Second, it proved to be a valuable exercise to re-examine the requirements of an in-browser database. Prior to this, my approach to addressing the state management needs of a front-end was based on my experience in writing them. But here, I had concrete needs in front of me.

I wanted to see if I could get something workable with just Automerge and vanilla SQLite WASM. After implementing it, a glaring problem is that we now have two states to sync with each other: the application state for rendering and SQLite for querying and persistence. When the CRDT is over the entire application state, this is not a problem. No matter the change that comes in, it just gets merged and persisted. But I opted for more granularity by making every task a CRDT. This is for a couple reasons:

  • Clients don't need the entire application state all at once. Having a top-level CRDT means shipping the entire application state over from the archive server, even though you don't need most of the data in it.
  • A top-level CRDT makes the data inside of it un-queryable if stored as is. By making every task a CRDT, I can store the data the CRDT represents in a json column separate from the CRDT itself. This doubles the storage requirement, but we can now do queries for a partial fetch of the entire dataset.
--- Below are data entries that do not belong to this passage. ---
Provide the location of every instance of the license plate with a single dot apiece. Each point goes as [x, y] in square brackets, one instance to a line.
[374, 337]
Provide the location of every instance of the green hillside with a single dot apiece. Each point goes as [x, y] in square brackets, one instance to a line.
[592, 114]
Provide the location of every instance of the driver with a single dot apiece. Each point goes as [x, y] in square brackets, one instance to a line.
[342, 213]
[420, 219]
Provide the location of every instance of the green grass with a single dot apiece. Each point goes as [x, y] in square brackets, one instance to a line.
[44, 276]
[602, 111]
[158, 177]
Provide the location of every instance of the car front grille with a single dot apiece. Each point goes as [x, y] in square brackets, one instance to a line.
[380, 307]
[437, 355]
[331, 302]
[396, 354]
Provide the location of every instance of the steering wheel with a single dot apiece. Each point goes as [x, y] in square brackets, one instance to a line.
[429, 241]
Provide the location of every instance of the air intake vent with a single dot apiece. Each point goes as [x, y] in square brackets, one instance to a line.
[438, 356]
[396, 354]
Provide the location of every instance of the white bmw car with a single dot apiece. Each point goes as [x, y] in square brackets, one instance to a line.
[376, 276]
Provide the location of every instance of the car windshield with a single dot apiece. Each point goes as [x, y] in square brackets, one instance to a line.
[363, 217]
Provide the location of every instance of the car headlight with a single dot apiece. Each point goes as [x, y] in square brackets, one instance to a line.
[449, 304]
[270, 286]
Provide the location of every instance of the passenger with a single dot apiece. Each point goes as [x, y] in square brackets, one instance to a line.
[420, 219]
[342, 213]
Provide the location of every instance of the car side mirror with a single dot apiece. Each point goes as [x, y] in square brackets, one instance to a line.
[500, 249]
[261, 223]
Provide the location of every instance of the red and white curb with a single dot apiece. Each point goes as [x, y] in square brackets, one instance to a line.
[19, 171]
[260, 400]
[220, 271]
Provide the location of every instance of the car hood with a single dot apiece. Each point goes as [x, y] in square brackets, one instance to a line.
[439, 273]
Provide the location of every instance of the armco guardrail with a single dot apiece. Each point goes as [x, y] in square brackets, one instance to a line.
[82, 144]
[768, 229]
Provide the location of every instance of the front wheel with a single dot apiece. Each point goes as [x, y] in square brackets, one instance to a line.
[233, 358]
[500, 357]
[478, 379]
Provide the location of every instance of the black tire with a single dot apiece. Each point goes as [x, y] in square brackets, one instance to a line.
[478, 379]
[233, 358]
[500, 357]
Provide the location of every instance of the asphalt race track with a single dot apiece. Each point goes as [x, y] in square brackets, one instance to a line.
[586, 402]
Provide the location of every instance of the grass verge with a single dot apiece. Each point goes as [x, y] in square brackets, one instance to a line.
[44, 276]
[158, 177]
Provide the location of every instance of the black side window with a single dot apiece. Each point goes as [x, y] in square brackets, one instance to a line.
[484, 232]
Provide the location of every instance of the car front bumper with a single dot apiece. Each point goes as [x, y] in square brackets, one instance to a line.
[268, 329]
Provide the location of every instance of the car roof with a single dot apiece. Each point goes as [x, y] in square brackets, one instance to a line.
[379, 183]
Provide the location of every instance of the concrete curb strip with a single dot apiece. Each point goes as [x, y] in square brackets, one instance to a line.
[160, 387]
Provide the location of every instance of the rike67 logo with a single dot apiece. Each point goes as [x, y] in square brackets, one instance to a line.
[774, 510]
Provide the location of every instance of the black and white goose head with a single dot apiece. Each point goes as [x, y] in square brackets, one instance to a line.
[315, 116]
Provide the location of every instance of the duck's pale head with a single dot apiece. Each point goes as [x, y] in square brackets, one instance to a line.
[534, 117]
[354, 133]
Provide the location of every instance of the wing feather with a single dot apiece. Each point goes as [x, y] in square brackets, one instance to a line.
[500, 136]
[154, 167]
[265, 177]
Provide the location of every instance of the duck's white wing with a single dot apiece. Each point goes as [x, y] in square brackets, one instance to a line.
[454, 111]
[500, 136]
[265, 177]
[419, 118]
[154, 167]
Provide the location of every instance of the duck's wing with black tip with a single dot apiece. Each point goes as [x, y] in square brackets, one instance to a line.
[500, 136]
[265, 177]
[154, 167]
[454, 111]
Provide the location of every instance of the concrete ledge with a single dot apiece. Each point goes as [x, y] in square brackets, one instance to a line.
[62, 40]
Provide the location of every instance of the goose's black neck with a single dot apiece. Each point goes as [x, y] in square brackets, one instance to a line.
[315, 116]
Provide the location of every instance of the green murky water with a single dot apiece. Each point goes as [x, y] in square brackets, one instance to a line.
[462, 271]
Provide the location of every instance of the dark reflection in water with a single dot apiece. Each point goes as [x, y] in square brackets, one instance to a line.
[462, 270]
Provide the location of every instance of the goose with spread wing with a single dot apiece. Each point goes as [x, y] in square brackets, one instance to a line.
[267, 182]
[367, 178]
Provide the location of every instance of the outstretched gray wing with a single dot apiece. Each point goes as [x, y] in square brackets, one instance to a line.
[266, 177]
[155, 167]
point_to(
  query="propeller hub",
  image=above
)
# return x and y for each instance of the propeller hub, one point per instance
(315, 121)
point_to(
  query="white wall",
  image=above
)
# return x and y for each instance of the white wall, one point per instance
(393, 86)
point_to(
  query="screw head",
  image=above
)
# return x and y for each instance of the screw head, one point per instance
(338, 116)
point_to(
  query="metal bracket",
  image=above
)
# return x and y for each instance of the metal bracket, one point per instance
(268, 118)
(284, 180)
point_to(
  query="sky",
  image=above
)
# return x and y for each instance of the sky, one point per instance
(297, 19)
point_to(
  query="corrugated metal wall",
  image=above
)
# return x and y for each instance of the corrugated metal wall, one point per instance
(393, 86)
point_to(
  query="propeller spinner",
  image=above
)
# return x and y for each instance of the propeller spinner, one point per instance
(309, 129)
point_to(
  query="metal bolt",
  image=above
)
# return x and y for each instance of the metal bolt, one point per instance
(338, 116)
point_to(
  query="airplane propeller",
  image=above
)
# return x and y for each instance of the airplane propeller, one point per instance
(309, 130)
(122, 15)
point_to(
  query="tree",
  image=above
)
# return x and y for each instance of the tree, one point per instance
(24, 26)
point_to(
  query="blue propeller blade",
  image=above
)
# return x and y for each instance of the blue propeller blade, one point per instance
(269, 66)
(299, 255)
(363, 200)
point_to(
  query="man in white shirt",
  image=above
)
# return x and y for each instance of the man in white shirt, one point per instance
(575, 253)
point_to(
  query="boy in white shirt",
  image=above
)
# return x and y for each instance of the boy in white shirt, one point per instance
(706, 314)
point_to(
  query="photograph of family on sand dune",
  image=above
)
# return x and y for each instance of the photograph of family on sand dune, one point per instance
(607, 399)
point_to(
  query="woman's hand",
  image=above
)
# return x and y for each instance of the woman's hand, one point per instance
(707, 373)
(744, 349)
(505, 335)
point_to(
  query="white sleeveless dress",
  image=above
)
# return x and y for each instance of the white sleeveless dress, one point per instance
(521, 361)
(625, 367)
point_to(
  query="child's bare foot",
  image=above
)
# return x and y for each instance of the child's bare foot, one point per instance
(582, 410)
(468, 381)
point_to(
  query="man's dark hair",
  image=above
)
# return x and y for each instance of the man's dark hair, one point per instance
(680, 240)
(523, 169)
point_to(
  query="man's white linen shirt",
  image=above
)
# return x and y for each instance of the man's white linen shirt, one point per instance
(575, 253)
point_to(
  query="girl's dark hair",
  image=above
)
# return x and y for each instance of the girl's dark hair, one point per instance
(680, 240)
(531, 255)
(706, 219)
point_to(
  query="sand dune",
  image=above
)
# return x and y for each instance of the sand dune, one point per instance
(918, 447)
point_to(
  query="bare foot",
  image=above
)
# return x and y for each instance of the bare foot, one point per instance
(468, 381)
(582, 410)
However, that now means the top level list of tasks is not managed by CRDTs and hence need to be manually inserted into the application state. There's currently no way to do partial CRDTs that's readily available as an open source library. I think the only viable way is for CRDT changes not to directly change the application state, but for it to find and update the correct task CRDT based on the task id.

Ideally, the query should be reactive, but for now, we can re-query the database and have that fill out the application state whenever there's any new state change. However, this might be too slow, so for now, I optimistically update the application state directly first, and then have the re-query come in with the data later.

To me, this still points to a need for an in-browser database that acts as state management beyond useState/useReducer and their ilk, without a lot of the manual juggling of CRDTs. So far, it's promising, and the goal is to start using this as the task tracker for the todo list itself soon.